Commit Graph

4 Commits

Author SHA1 Message Date
Andy Ross 1781ec9d2f soc/x86_64: board/x86_64/qemu_x86_64: Enable 2-processor SMP as default
We can turn this off in application code, but the default should be
SMP.

Oddball note: the SMP setting is in the soc layer and not arch, even
though I think it would be better there.  We don't actually have a
per-arch defconfig file included by kconfig.

Signed-off-by: Andy Ross <andrew.j.ross@intel.com>
2019-03-13 19:15:20 +01:00
Kumar Gala 1f79491ecf boards: x86_64: qemu_x86_64: Remove board.h
board.h shouldn't be needed and the file has no contents.

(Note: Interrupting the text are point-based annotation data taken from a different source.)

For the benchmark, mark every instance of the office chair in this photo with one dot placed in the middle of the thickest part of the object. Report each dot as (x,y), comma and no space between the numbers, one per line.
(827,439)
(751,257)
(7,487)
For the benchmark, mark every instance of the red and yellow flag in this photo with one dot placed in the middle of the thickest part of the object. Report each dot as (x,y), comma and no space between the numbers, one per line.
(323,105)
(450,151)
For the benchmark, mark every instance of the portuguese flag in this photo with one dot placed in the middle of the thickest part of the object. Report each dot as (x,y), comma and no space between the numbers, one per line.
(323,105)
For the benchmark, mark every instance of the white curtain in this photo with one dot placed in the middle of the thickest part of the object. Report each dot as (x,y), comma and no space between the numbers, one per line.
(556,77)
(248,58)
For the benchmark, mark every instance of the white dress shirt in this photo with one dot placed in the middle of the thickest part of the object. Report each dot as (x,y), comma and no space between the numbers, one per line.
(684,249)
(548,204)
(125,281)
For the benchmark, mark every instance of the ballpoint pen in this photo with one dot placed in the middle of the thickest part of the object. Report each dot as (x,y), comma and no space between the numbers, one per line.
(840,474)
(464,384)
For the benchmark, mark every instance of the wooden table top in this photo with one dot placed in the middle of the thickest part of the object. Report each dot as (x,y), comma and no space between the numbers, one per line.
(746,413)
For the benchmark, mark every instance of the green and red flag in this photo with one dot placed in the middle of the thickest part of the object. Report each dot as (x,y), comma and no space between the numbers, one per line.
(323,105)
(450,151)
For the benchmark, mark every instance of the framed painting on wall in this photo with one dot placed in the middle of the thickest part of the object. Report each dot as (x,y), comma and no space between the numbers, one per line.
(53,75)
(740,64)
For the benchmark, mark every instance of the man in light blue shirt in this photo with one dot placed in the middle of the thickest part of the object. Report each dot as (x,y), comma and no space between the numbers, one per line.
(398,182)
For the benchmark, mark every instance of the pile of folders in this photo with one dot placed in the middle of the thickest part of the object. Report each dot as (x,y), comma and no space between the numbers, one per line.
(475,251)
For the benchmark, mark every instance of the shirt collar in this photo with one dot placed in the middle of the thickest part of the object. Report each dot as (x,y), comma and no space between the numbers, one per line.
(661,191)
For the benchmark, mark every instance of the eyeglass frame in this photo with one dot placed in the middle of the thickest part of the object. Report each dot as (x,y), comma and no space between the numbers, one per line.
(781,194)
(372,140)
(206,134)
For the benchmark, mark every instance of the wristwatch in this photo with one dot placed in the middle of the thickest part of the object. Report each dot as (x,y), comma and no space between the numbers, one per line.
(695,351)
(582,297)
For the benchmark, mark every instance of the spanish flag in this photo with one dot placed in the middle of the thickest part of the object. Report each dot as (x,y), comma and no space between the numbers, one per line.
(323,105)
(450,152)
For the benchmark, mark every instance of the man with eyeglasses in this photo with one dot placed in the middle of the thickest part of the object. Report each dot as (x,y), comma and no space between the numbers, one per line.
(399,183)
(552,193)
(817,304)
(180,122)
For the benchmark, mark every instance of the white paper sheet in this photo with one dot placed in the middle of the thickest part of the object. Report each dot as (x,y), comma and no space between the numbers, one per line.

Signed-off-by: Kumar Gala <kumar.gala@linaro.org>
2019-02-19 08:29:28 -06:00
Anas Nashif 3d7445bc36 boards: qemu_x86_64 can be built with host compiler
Mark this board as supported with the host toolchain variant.

Signed-off-by: Anas Nashif <anas.nashif@intel.com>
2019-02-10 11:57:17 -06:00
Andy Ross b69d0da82d arch/x86_64: New architecture added
This patch adds a x86_64 architecture and qemu_x86_64 board to Zephyr.
Only the basic architecture support needed to run 64 bit code is
added; no drivers are added, though a low-level console exists and is
wired to printk().

The support is built on top of a "X86 underkernel" layer, which can be
built in isolation as a unit test on a Linux host.

Limitations:

+ Right now the SDK lacks an x86_64 toolchain.  The build will fall
  back to a host toolchain if it finds no cross compiler defined,
  which is tested to work on gcc 8.2.1 right now.

+ No x87/SSE/AVX usage is allowed.  This is a stronger limitation than
  other architectures where the instructions work from one thread even
  if the context switch code doesn't support it.  We are passing
  -no-sse to prevent gcc from automatically generating SSE
  instructions for non-floating-point purposes, which has the side
  effect of changing the ABI.  Future work to handle the FPU registers
  will need to be combined with an "application" ABI distinct from the
  kernel one (or just to require USERSPACE).

+ Paging is enabled (it has to be in long mode), but is a 1:1 mapping
  of all memory.  No MMU/USERSPACE support yet.

+ We are building with -mno-red-zone for stack size reasons, but this
  is a valuable optimization.  Enabling it requires automatic stack
  switching, which requires a TSS, which means it has to happen after
  MMU support.

+ The OS runs in 64 bit mode, but for compatibility reasons is
  compiled to the 32 bit "X32" ABI.  So while the full 64 bit
  registers and instruction set are available, C pointers are 32 bits
  long and Zephyr is constrained to run in the bottom 4G of memory.